Ellen, who has a BFA in art education from the Massachusetts School of Art and a MA in studio art from New York University, is artist in residence at the Park Avenue Synagogue in New York. The artist organises community sculpture and mural projects, which focus on conflict resolution. “I work for any group in any part of the world, which wants to make a change to its environment. Problems can be solved through art, by working together. This is my first visit to India. My husband Carlos, who is a photographer, suggested we come to India on a holiday. When my good friend Naomi Ackerman, a theatre person, knew we were coming here she put us in touch with Prakriti and that’s how the whole project came to be,” says Ellen. “In the U.S. there is a movement for volunteering for projects when you travel. President Obama is very keen on these service projects since he himself was a community organiser in Chicago when he was young.”

The artist points out how she is keen that a project should be a participatory effort. “I get ideas from the participants. At Gnanadeepam, the children executed their drawings on paper. Then along with a team of helper-artists, we grouped the ideas theme-wise,” she explains.

Peace projects are a favourite with Ellen: “I love bringing people together to create an atmosphere of harmony.” The artist has conducted projects for Jews and Arabs in the West Asia and for Catholics and Protestants in Northern Ireland.

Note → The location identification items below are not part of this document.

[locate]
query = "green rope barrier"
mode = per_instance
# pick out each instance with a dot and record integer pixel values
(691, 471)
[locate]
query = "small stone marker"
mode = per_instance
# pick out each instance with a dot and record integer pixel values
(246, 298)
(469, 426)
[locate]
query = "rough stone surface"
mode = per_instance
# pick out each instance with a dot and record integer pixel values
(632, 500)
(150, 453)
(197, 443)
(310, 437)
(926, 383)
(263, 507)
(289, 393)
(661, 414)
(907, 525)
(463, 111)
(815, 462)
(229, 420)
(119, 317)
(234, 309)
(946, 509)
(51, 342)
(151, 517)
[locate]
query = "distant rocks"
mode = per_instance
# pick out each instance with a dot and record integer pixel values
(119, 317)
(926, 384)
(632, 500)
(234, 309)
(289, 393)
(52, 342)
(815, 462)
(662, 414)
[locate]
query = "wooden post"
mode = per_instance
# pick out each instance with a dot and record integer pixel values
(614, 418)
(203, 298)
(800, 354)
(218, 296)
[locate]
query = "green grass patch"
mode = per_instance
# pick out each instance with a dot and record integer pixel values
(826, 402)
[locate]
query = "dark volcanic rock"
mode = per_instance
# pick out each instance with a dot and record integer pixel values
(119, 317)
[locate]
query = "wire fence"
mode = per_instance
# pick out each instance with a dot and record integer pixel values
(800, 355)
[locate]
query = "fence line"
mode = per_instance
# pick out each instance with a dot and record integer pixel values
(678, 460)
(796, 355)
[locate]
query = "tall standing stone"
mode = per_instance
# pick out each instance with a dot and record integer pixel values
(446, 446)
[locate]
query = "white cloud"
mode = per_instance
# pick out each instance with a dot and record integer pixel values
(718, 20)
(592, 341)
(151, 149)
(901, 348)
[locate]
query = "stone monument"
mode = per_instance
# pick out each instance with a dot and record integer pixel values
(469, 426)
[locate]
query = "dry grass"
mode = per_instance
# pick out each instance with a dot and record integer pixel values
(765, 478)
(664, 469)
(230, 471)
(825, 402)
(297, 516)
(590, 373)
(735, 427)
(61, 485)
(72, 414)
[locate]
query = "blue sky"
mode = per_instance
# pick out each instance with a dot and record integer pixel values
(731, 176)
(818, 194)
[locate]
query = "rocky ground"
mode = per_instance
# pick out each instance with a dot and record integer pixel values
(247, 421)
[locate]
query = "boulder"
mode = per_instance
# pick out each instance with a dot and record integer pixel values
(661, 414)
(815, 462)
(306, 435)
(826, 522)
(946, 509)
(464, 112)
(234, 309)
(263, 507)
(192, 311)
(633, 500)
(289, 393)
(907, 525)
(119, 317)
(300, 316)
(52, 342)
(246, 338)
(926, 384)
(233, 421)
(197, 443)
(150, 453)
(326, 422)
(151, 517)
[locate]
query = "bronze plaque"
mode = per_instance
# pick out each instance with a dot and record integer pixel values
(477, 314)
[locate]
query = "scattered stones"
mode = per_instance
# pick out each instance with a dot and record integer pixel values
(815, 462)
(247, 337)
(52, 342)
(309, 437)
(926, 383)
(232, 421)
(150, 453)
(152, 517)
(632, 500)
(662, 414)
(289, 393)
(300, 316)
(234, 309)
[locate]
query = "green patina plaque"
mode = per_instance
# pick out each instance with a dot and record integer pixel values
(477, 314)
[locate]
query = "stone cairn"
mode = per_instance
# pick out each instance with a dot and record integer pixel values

Do not the participants eye each other warily if they are adversaries? “It’s always a dance around politics. But once we get the design and start, we can get past politics, especially if you don’t talk. In art, colour and form are important, not politics and history,” she laughs.

One of her works was chosen to be presented to Hillary Clinton in Jerusalem on the occasion of the peace treaty between Israel and Jordan. “That was my most famous moment.”

Various institutions and multicultural groups seek out Ellen to build bridges of understanding and break down walls of prejudice and misconception. “This work is magical for me. In Florida, for instance, black housing was to come up next to a white public school and those involved did not want problems to develop, so I engaged on a project with them to generate goodwill.”

Diverse materials

Apart from community projects, Ellen works on her own creative ones in the mixed media. Collages are put together using waste materials. When you view the slides at the Apparao Galleries where she gives a talk, you are impressed with the poetry of colours and textures created using diverse unlikely objects such as wire, compact discs, X-rays and medicinal pills. “I also make use of my husband’s discarded photographs,” she adds.

The artist, who has held her mixed media exhibitions in the U.S., England, China, Israel and Russia, is now involved in a series on religion. “I also work a lot with children,” says Ellen. And how does she find the children at Gnandeepam? “Beautiful,” beams Ellen. “Everyone in India is beautiful. There is not one person whom I have smiled at who hasn’t smiled back.”